I work in a media business where there is a high ratio of women to men. As a result dancing partners are in short supply at our Christmas party. As one of the younger, and I must admit more virile men about the place, I have already been claimed by the office manager. She never misses an opportunity to drop a hint about this, which is greeted with Carry On-style sniggers and nudges by everyone in earshot. I must stress this is not a matter of workplace banter. As I recall from last year the old dragon turns very rapacious after a drink or two. And as organiser of the function she has the privilege of booking a room in the hotel where it is held. I am afraid she expects to cement our partnership with more than a goodnight kiss. I can expect no support from my female colleagues. Behind their pretended sympathy I can detect the greedy glint in their eyes as they anticipate the access to the stationery cupboard and the freedom with the kitchen which they imagine this liaison will bring to our department. I have no desire to do a Captain Oates over this. Resignation is out of the question because I am on four weeks' notice.
Terrified, via e-mail
Aunty Ag: The coward's way out would be a strategic minor illness on the day. Food poisoning is an old favourite. But it's Christmas, so be bold! Get drunk. Not just tipsy or merry or jolly, but staggeringly, hogwhimperingly, you're-my-besht-mate, sick-on-your-shoes kind of drunk. No one will want a Christmas kiss from you, let alone anything more. And even if this dragon pounces, (a) you probably won't be capable and/or (b) you won't remember anything anyway.
Uncle Ony: This is not at all amusing. It is the ugly phenomenon of sexual harassment. Women can be just as guilty of it as men, and men can be just as upset by it as the weaker sex, however stiff their upper lips! Contact your immediate superior, your personnel department, your union, and, if necessary on the night, the police!
How do I get what I want for Christmas?
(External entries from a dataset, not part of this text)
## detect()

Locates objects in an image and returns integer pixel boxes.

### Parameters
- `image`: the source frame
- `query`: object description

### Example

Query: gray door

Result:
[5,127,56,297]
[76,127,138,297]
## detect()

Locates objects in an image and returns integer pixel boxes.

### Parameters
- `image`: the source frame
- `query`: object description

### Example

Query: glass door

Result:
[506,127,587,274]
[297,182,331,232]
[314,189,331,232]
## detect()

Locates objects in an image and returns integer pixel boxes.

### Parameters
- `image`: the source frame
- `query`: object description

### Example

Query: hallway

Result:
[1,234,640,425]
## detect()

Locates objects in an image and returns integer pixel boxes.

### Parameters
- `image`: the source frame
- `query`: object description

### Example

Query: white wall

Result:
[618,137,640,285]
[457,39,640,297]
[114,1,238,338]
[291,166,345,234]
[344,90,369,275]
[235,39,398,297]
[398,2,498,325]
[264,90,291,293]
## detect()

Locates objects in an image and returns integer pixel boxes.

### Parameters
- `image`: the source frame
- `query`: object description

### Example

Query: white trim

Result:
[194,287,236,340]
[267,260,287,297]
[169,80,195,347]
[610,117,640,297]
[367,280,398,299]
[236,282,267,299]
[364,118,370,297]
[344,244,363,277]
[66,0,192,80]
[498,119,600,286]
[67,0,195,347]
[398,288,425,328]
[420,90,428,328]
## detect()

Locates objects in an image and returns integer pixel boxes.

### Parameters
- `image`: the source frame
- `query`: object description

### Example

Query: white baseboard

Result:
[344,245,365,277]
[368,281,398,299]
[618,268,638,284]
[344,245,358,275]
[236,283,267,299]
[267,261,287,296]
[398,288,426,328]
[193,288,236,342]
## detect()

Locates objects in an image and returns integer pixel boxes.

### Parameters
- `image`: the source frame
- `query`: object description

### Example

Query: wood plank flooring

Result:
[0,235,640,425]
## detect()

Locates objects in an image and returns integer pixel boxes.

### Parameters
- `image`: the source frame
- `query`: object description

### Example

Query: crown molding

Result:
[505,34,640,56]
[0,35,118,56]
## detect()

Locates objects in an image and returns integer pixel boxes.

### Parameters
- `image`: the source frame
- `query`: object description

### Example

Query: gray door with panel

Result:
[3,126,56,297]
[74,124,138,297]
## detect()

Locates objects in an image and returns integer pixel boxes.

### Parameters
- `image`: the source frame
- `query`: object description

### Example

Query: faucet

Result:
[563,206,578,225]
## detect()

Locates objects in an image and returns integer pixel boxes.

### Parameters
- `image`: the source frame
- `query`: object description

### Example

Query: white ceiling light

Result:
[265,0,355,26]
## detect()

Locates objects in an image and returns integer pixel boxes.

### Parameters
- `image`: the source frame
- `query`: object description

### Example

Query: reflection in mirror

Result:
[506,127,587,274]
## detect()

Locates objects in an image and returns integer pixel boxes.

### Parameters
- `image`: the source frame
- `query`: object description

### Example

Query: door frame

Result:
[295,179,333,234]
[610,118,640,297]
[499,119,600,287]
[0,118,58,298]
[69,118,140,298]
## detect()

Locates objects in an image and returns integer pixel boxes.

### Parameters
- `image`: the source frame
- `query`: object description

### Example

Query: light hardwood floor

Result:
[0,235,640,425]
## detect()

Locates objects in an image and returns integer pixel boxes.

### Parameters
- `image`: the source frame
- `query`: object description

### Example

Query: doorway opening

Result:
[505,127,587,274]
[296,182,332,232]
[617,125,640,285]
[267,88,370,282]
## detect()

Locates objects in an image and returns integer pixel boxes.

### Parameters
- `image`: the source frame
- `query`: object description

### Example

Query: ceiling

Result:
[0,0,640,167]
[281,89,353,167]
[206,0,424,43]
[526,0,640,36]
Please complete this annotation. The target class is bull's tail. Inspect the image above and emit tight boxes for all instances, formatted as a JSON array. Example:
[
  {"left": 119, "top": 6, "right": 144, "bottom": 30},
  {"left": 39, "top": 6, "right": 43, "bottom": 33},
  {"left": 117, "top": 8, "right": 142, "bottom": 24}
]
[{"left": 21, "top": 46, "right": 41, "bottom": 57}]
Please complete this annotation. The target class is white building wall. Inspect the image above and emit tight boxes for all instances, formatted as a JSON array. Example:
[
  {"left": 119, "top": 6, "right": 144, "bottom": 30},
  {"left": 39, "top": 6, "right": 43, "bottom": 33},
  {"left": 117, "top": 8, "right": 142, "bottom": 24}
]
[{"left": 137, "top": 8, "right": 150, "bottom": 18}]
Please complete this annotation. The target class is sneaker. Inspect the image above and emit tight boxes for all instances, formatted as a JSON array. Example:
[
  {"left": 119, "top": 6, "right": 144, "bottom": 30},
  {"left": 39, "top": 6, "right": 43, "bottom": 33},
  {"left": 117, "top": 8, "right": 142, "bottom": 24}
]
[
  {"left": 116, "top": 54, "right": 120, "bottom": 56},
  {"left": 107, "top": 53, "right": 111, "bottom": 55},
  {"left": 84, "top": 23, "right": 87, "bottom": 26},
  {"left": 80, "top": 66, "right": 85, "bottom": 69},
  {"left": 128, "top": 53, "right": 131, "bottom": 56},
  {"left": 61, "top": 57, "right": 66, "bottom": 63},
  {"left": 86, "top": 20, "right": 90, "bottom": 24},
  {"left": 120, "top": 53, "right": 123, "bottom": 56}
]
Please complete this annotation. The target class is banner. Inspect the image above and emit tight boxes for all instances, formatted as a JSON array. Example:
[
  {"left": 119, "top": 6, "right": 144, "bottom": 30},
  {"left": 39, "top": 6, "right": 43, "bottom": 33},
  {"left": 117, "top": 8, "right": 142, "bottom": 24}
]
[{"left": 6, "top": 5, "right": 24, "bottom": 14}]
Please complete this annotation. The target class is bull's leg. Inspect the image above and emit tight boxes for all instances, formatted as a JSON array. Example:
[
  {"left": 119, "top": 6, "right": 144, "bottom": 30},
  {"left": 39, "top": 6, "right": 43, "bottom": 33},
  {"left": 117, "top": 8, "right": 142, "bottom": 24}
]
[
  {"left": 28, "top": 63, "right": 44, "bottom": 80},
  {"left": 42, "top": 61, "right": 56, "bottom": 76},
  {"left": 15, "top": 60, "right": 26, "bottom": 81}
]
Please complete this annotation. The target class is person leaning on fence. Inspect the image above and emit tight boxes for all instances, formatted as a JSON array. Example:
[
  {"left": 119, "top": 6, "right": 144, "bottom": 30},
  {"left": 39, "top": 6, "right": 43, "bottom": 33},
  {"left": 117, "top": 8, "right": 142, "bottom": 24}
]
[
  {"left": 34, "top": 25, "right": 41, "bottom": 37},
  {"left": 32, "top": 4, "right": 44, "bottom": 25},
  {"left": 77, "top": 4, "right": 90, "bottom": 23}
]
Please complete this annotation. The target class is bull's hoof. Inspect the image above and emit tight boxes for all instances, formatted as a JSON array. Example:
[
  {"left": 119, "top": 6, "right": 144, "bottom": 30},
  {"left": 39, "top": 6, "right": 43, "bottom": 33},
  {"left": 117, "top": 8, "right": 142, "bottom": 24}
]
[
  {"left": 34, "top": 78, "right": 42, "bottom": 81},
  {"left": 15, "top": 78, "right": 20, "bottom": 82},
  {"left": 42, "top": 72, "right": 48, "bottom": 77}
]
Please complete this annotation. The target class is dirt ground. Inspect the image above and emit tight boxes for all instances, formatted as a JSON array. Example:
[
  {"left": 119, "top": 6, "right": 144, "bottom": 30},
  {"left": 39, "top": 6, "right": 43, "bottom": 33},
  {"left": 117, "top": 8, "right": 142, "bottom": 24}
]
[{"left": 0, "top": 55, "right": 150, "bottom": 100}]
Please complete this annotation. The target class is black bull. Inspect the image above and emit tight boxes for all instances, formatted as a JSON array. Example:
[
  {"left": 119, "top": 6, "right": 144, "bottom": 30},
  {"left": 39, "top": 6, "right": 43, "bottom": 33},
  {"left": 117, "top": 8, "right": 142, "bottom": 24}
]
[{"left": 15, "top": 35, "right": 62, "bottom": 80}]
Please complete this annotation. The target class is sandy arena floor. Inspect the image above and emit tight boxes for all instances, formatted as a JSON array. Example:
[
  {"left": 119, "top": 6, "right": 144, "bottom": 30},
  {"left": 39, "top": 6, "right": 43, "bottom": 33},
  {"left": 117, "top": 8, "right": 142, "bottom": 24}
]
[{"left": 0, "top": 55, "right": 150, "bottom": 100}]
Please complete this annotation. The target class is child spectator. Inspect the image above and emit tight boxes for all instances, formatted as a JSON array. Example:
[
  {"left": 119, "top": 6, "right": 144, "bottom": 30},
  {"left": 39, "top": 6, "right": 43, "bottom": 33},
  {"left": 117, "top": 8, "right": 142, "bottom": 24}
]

I know it's pathetic but every year I open the presents that my family has brought me and spent loads of money on and then spend the rest of the year trying to explain where that beautiful mutton-sleeved jacket has gone when it's actually nestling on the rails at Oxfam.
Elise, via e-mail
Aunty Ag: Doesn't your family ask you what you'd like beforehand so you can offer sensible suggestions? Most relatives are delighted to get a few pointers. If, however, your family doesn't operate this way, enlist the help of a friendly relly (sister? cousin? your mum?) to phone all the mutton-sleeved-jacket-donors in November with some firm ideas of what you'd really like. Probably too late for this year, though.
Uncle Ony: It's the thought that counts. You should be grateful that anyone is getting you anything, rather than carping about minor inadequacies in their choice. After all, what is so wrong with a mutton-sleeved jacket, if it is a symbol of love and goodwill?
I am dreading Christmas because since my mother died, it's just me and my three brothers: I'm the only female. It's not that I mind cooking the dinner but I find that I feel physically self-conscious with just them, and I find some of the humour a bit coarse. I am afraid to speak up and tell them how I feel because they already think I am the snobby one, and either I will upset them and make them feel inadequate, or else they will just think I am a snotty prig.
Angela, Bishop's Stortford
Aunty Ag: Let your brothers sit around being vulgar and gruesome together. It sounds as though they are quite big and ugly enough to sort out their own Christmas, and if that means they have to make their own dinner then so be it. Let them baste their own turkey, peel their own sprouts and make their own gravy. Take off for your best girlfriend's celebrations and join in there.
Uncle Ony: As the old saying goes, we can choose our friends but not our family. But family they are. And Christmas is a family time; a time of togetherness; a time to forgive each other's failings! So they are a trio of big galoots, rude and insensitive and coarse. So what? Boys will be boys!